The new class builds upon a previous course taught by Mascaro called Documentary and Scripting, in which students research and write for a production based upon a theme. Popular with history, telecommunications and film students, the class offers the history students a tangible product for their portfolio that demonstrates what can be done with a history degree, and film students the basis for their work in the next class in the sequence, Advanced Video Production.
Graduate students in the Documentaries and American History class are assigned to write papers to submit to a juried paper competition in the documentary studies division of the Broadcast Education Association, the educational arm of the National Association of Broadcasters.

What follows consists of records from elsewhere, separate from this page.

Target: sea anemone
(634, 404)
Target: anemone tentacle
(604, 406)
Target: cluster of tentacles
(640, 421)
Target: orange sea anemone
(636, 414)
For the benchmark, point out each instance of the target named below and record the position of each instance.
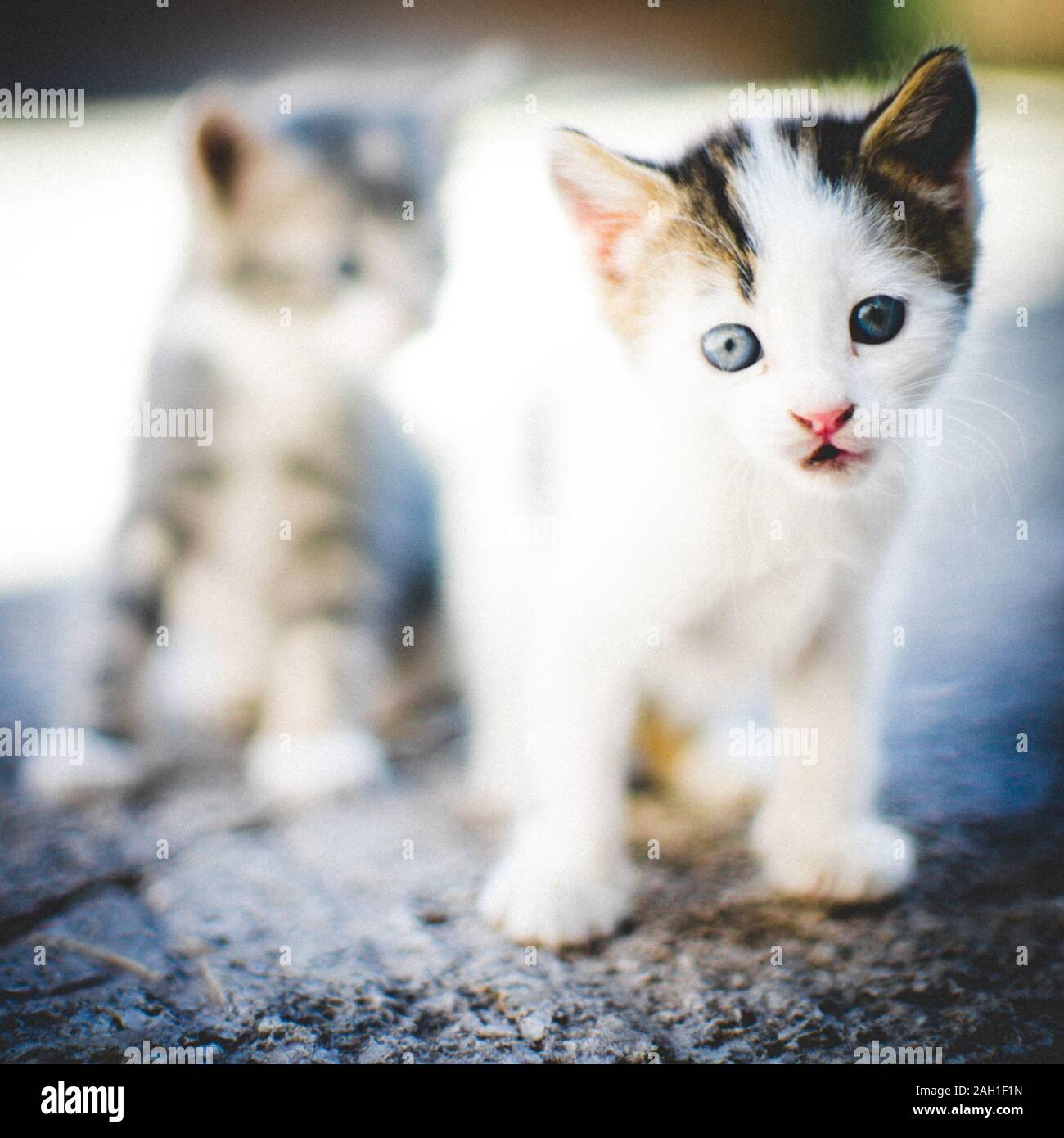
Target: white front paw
(305, 768)
(547, 901)
(105, 766)
(862, 860)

The new division was created in response to a proposal from Mascaro and a colleague, Dr. William Deering of the University of Wisconsin-Stevens Point. As editor of BEA’s history division newsletter, Mascaro had observed a growing interest in documentaries among members at the association’s annual meetings, and a preponderance of documentary submissions under the “Other” category for the organization’s Media Arts Festival.
Since its official founding last year, the division has become the fourth-largest component of BEA. Mascaro was elected to a two-year term as its chair.
Mascaro, whose Ph.D. dissertation was on network documentaries during the Reagan years, frequently publishes on the documentary. He has been chosen to write the introduction to the documentary chapter in the upcoming HBO Reader. The cable channel has produced upward of 100 documentaries, Mascaro pointed out. The rise of cable channels such as Discovery and History have also contributed to the number of documentaries being produced.
Mascaro co-edited the summer 2005 edition of the Journal of Popular Film and Television, a theme issue titled “African Americans in Film and Television: Twentieth-Century Lessons for a New Millennium.” Co-edited with Dr. Jannette Dates, dean of the School of Communications at Howard University, “the issue speaks quite directly to the broad discussions of race that are taking place as a result of Hurricane Katrina,” Mascaro said, an event he described as “changing the face of journalism.”
Also this summer, Mascaro published an article in Journalism History on a controversial CBS documentary on the Vietnam War. Another piece by him appeared in Television Quarterly about PBS’s decision to edit out profanities from “A Company of Soldiers,” a documentary on American troops in Iraq. (BGSU’s PBS affiliate, WBGU, decided to run the unedited original version.)